In Iowa, there are only four reasons abortions are currently covered by government funding.

According to current Human Services subrule 441-78.1, the four circumstances that would warrant a woman eligible for an abortion are that her life is endangered by carrying a fetus to term; that she was a victim of rape; that she was a victim of incest; that the child is physically deformed, mentally deficient, or afflicted with a congenital illness. Many Iowa legislators want to change this.

This is beyond the issue of abortion. Choking off money to those who cannot afford anything other than Medicaid is not the way to go about phasing out abortion. If Human Services decides to change its rules to comply with these petitions, Iowa will see more problems than benefits.

Since abortion was effectively decriminalized in the Supreme Court decision Roe v. Wade, many anti-abortion advocates believe the way to stop abortions from taking place is by cutting governmental funding for abortion as a medical procedure. Curbing the funding does not actually alter the number of abortions, it only creates a dangerous environment for women who are too impoverished to make their own health-care decisions.

This debate is not new — the pro-abortion rights/anti-abortion rights camps have been at it for years. Obviously, no one wants to cut off funding for necessary procedures, and obviously, no one wants to kill babies. Unfortunately, the debate comes down to semantical arguments about what is a necessary procedure and what is a baby.

But cutting funding to the poor for medical procedures that, according to the highest court in the land, says they have a reasonable expectation to is never a good start.  
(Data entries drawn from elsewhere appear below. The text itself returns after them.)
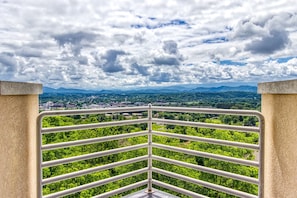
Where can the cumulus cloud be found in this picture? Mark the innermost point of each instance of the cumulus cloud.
(170, 54)
(29, 52)
(276, 40)
(268, 34)
(76, 40)
(139, 43)
(112, 63)
(143, 70)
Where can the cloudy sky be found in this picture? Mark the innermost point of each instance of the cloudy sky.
(135, 43)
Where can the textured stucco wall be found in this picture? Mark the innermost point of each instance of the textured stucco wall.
(18, 145)
(19, 109)
(280, 155)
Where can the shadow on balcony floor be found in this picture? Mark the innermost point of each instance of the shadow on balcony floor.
(156, 194)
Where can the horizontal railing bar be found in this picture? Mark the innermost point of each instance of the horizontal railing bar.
(96, 183)
(120, 190)
(206, 125)
(93, 111)
(208, 170)
(92, 170)
(92, 126)
(207, 155)
(177, 189)
(204, 184)
(93, 155)
(92, 140)
(207, 140)
(207, 111)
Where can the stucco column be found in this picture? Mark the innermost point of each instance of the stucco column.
(18, 111)
(279, 107)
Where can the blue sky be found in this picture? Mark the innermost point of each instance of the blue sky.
(131, 43)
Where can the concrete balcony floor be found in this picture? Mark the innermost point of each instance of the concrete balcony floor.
(155, 194)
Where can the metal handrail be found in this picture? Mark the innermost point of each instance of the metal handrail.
(150, 145)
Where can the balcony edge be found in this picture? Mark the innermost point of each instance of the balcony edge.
(19, 88)
(278, 87)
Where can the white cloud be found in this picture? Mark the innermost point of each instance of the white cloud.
(140, 43)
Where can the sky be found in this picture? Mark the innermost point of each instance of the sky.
(99, 44)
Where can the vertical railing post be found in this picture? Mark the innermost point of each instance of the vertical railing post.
(150, 151)
(279, 107)
(39, 155)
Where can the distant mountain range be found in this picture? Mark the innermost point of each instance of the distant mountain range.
(169, 89)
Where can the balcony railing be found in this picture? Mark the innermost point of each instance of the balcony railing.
(150, 157)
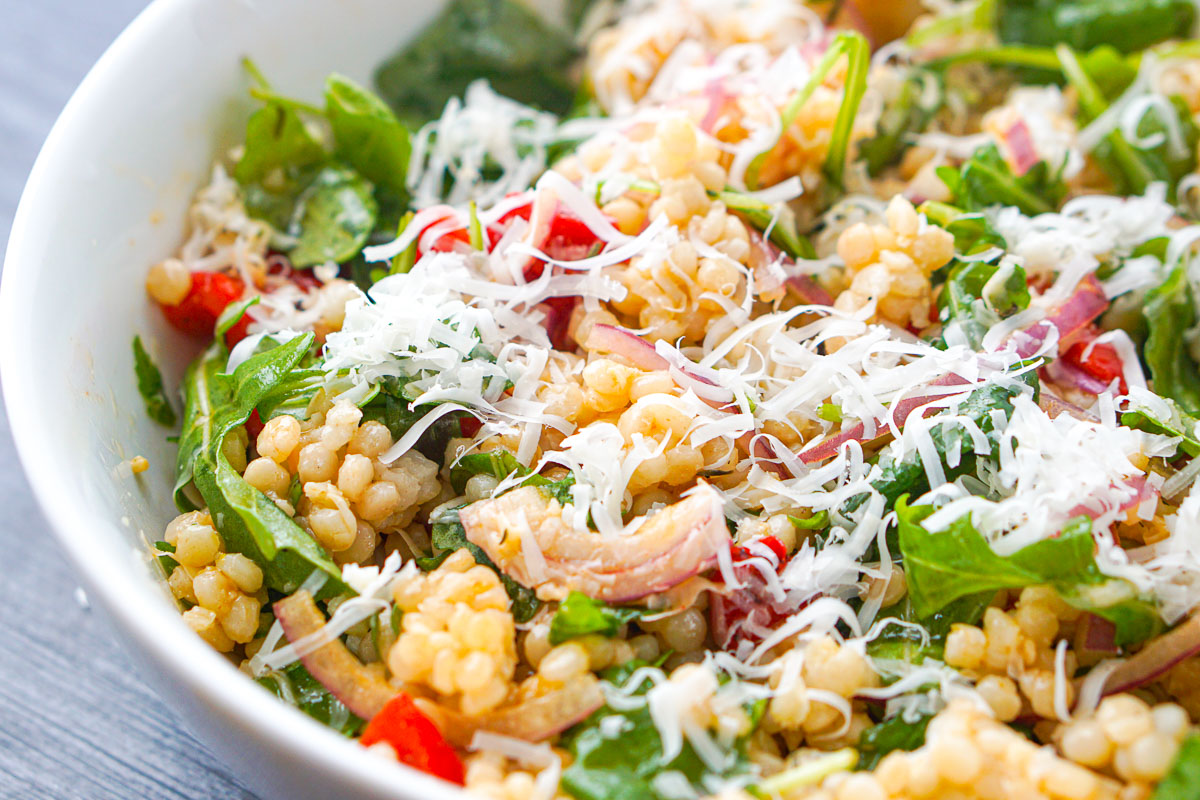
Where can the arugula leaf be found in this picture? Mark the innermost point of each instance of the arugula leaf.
(1177, 423)
(781, 222)
(985, 180)
(617, 755)
(522, 56)
(581, 615)
(449, 535)
(1169, 310)
(900, 119)
(953, 444)
(892, 734)
(958, 563)
(904, 643)
(249, 522)
(971, 230)
(498, 463)
(1098, 79)
(150, 386)
(336, 214)
(857, 50)
(295, 685)
(977, 295)
(1182, 782)
(1128, 25)
(366, 134)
In 1977, President Jimmy Carter reminded Americans that "there are many things in life that are not fair, that wealthy people can afford and poor people can't" when he approved the renewal of the Hyde Amendment — a bill that has been argued as both too restrictive and too permissive of abortion, depending on one's side of the debate. It was originally established to restrict abortion funding, but it has been somewhat expanded to encompass more than one exception. Over time it has changed, but this year the amendment includes funding for women who have been victims of rape or incest.
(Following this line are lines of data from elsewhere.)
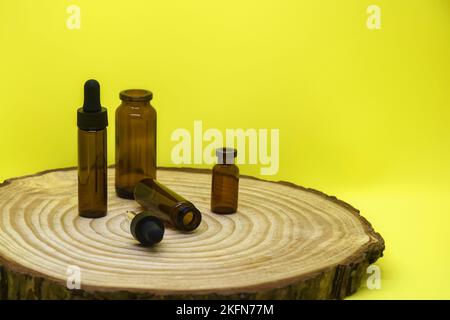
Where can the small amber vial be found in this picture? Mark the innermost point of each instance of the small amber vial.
(225, 182)
(135, 141)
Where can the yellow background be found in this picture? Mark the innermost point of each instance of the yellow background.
(363, 114)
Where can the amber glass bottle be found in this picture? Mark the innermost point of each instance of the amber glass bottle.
(135, 141)
(225, 182)
(92, 120)
(167, 205)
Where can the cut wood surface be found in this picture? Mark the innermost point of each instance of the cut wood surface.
(285, 242)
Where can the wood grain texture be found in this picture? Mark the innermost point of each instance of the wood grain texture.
(285, 242)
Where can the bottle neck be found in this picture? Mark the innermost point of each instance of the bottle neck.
(225, 161)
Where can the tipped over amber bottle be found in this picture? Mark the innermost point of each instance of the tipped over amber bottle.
(167, 205)
(225, 182)
(135, 141)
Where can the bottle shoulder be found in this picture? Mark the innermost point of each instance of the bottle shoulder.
(143, 110)
(226, 169)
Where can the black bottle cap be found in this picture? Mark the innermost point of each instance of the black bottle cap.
(147, 228)
(92, 116)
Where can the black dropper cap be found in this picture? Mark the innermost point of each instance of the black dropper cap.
(147, 228)
(92, 116)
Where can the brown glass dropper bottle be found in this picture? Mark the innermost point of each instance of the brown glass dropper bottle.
(167, 205)
(92, 120)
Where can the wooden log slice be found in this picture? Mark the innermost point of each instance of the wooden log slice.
(285, 242)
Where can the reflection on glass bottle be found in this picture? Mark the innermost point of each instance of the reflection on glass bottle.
(92, 120)
(167, 205)
(135, 141)
(225, 182)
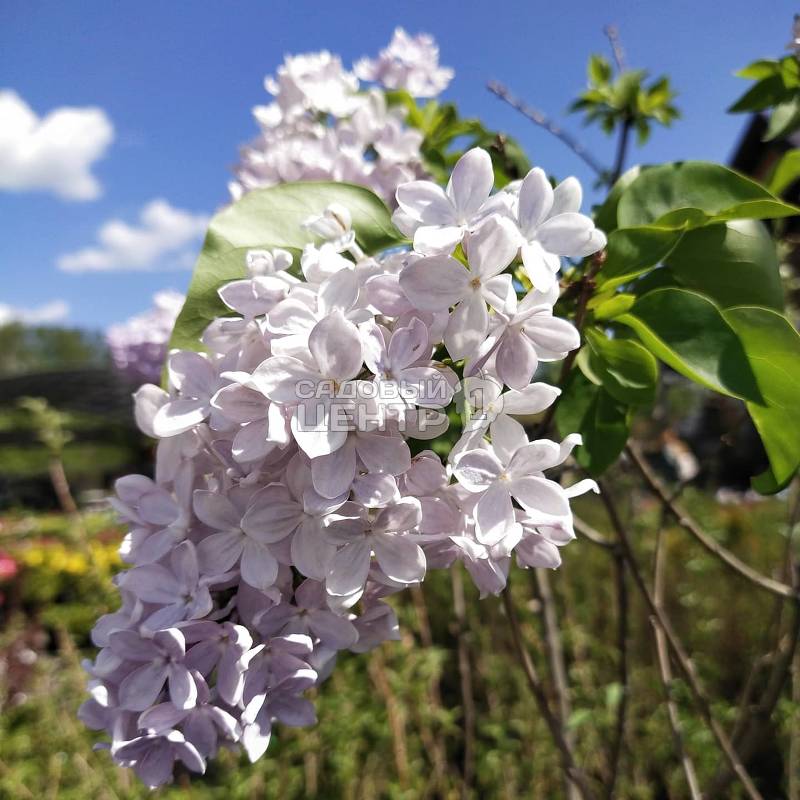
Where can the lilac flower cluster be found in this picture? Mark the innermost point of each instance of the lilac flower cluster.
(139, 346)
(287, 505)
(322, 125)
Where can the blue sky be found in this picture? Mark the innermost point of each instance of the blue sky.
(178, 80)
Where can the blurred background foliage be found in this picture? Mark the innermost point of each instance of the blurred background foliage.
(394, 723)
(445, 712)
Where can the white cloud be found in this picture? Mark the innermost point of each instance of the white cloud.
(46, 314)
(53, 153)
(164, 239)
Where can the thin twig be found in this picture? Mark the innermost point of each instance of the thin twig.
(592, 535)
(537, 689)
(681, 657)
(618, 741)
(752, 724)
(543, 121)
(710, 544)
(622, 149)
(431, 741)
(465, 674)
(666, 671)
(794, 735)
(394, 711)
(554, 647)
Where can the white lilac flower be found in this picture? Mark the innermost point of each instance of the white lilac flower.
(551, 226)
(409, 62)
(286, 504)
(439, 218)
(139, 346)
(523, 334)
(322, 125)
(437, 283)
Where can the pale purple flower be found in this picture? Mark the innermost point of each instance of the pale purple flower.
(387, 536)
(551, 226)
(512, 468)
(409, 62)
(221, 647)
(153, 755)
(286, 504)
(234, 541)
(439, 218)
(521, 337)
(194, 379)
(440, 282)
(201, 725)
(162, 661)
(139, 346)
(309, 615)
(316, 388)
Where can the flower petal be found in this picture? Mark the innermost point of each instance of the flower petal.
(435, 283)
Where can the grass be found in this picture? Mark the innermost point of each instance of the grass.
(391, 723)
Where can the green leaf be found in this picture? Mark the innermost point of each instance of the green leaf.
(762, 68)
(606, 215)
(785, 173)
(785, 119)
(632, 251)
(710, 192)
(628, 371)
(602, 421)
(689, 333)
(610, 307)
(732, 263)
(270, 217)
(772, 346)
For fiscal 2011, $1.8 billion of the state budget was provided through Medicaid. Twenty-two women had abortions and received Medicaid reimbursement, according to the Des Moines Register. Recent estimates show that there are 383,800 Iowans who receive Medicaid funding.

A very small percentage of the money being paid out for Medicaid reimbursements for abortions: 22 women out of nearly 400,000 people. Given the other problems in the state, more focus could be put on other issues instead of this handful of potentially lifesaving procedures.   

In reality, it is unlikely that Iowa would lose all federal Medicaid resources — but it is still a risk. So far, 14 other states have tried to restrict abortion funding further than the Hyde Amendment allows, and 13 of those states have been ordered to rescind their actions. Only one state has been able to restrict the abortions with no penalty: South Dakota.

The state has an undeniable interest to protect life and validate its budget. Anti-abortion advocates want to decrease the number of abortions in any way they can because a life is a life — no matter what income level. That is a bipartisan argument to which everyone can agree; the controversy enters in when we must balance a woman's life to the potential life of a fetus.

Whether or not it is moral to have an abortion, it is immoral to cut off funding to the poor to score political points. Iowans deserve better than to be treated like political pawns in the ever-changing game that is the abortion debate.